Als spätgotische Hallenkirche wird die St. Annenkirche auch als die am weitesten ausgereifte Vertreterin einer Reihe von Sakralbauten gewertet, die Ende des 15. und Anfang des 16. Jahrhunderts besonders im obersächsischen Raum entstanden sind. Wirtschaftliche Prosperität – befördert durch reiche Silberausbeute – trieb damals eine starke Bautätigkeit im Erzgebirge an. Die Bauformen der St. Annenkirche spiegeln sich unter anderem im Freiberger Dom, der St. Marienkirche zu Marienberg und St. Wolfgang in Schneeberg. Eine deutliche Ähnlichkeit in der Innenraumgestaltung weist vor allem die Barbarakirche im böhmischen Kuttenberg (Kutna Hora) auf.
In einer mehr als 20 Jahre dauernden Sanierung wurden zahlreiche spätere Umbauten und Veränderungen beseitigt, sodass sich die St. Annenkirche im Inneren heute wieder nahezu im spätgotischen Originalzustand des 16. Jahrhunderts zeigt.
[Bearbeiten] Namensgebung
Als Schutzheilige der Bergleute spielte die Heilige Anna in der durch den Silberbergbau geprägten Gegend eine wichtige Rolle. Nachdem ihr zunächst die Kirche geweiht worden war, wurde sie auch Namensgeberin der neu angelegten Stadt.

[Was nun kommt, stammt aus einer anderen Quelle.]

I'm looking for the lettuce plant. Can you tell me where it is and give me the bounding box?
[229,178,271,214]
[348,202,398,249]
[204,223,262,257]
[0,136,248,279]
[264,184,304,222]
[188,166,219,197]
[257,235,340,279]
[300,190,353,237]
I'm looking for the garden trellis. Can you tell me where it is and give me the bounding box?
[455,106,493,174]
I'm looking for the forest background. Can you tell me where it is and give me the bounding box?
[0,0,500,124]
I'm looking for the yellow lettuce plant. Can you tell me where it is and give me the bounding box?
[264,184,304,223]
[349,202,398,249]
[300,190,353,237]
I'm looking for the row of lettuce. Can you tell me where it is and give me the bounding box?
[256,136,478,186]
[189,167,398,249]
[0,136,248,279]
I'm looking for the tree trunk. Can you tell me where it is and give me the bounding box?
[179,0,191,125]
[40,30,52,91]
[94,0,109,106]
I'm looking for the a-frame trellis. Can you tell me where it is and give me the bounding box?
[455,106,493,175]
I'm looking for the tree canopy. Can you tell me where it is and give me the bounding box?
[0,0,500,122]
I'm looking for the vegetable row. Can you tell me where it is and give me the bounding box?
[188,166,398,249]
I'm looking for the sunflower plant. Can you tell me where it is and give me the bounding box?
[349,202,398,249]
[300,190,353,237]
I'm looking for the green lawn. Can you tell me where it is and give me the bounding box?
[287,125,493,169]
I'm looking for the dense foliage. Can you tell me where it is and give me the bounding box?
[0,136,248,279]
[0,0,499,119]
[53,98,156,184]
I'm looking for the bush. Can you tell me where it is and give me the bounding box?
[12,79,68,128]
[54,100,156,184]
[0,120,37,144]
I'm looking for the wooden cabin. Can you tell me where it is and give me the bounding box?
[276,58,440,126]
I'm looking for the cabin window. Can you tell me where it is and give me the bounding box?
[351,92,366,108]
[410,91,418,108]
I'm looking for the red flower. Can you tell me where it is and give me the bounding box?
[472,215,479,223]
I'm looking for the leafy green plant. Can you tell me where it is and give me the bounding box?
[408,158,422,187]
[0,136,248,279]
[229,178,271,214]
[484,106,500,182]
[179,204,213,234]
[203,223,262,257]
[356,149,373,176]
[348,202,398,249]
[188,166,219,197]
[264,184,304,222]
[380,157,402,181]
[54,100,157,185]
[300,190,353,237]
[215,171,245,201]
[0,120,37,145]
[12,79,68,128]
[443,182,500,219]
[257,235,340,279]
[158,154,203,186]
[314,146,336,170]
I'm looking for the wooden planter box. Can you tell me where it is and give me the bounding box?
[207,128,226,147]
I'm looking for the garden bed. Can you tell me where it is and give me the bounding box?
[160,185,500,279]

[Bearbeiten] Baugeschichte
[Bearbeiten] Baukonzeption
1496 wurde nach reichen Silberfunden die Neustadt am Schreckenberg (seit 1501 „St. Annaberg“) gegründet. In dem von Ulrich Rühlein von Calw entworfenen Bebauungsplan war die Fläche etwa 100 Meter oberhalb des Marktes von Anfang an für den Bau einer großen Kirche vorgesehen. Vermutlich wurde der Bauplatz bewusst so ausgewählt, dass die Kirche nach ihrer Fertigstellung die Stadt von allen Himmelsrichtungen aus gesehen dominieren würde. Auch dass der massige Turm so platziert wurde, dass er die vom Markt bergauf führende Kirchgasse optische abschließt, hat wahrscheinlich städtebauliche Gründe. Mit der konsequenten Verwendung von einheimischem Gneis passt sich die Kirche der rauen Erzgebirgslandschaft an. Der massive, etwas abweisende Eindruck, den der Bau von außen vermittelt, wird auch dadurch unterstützt, dass man auf die – für gotische Bauten typischen – Strebepfeiler an den Außenwänden fast gänzlich verzichtete.
[Bearbeiten] Kirchenbau
1499 wurde der Grundstein für die Kirche gelegt. Finanziert wurde der Bau durch den sächsischen Fürstenhof, durch Ablassgelder, Spenden sowie durch den Bergbau. Die Initiative zum Bau einer Kirche solcher Größe ging vom damaligen Landesherren, Georg dem Bärtigen, aus. Wie sehr ihm der Bau am Herzen lag, zeigt auch die Größe der Reliquiensammlung die er für die St. Annenkirche zusammentragen ließ und die die St. Annaberg nicht zuletzt zum Ziel von Wallfahrern werden ließ. Während der Bauarbeiten diente eine hölzerne Kirche inmitten der Baustelle der schnell wachsenden Gemeinde als Heimstatt. Als frühe Bauleiter der Kirche werden Konrad Schwab bzw. Pflüger und Peter Ulrich, der zuvor an einer Hallenkirche in Pirna südlich von Dresden gearbeitet hatte, genannt. 1512 wurde die provisorische Holzkirche abgebrochen und mit den Arbeiten an Dachkonstruktion und Gewölben begonnen.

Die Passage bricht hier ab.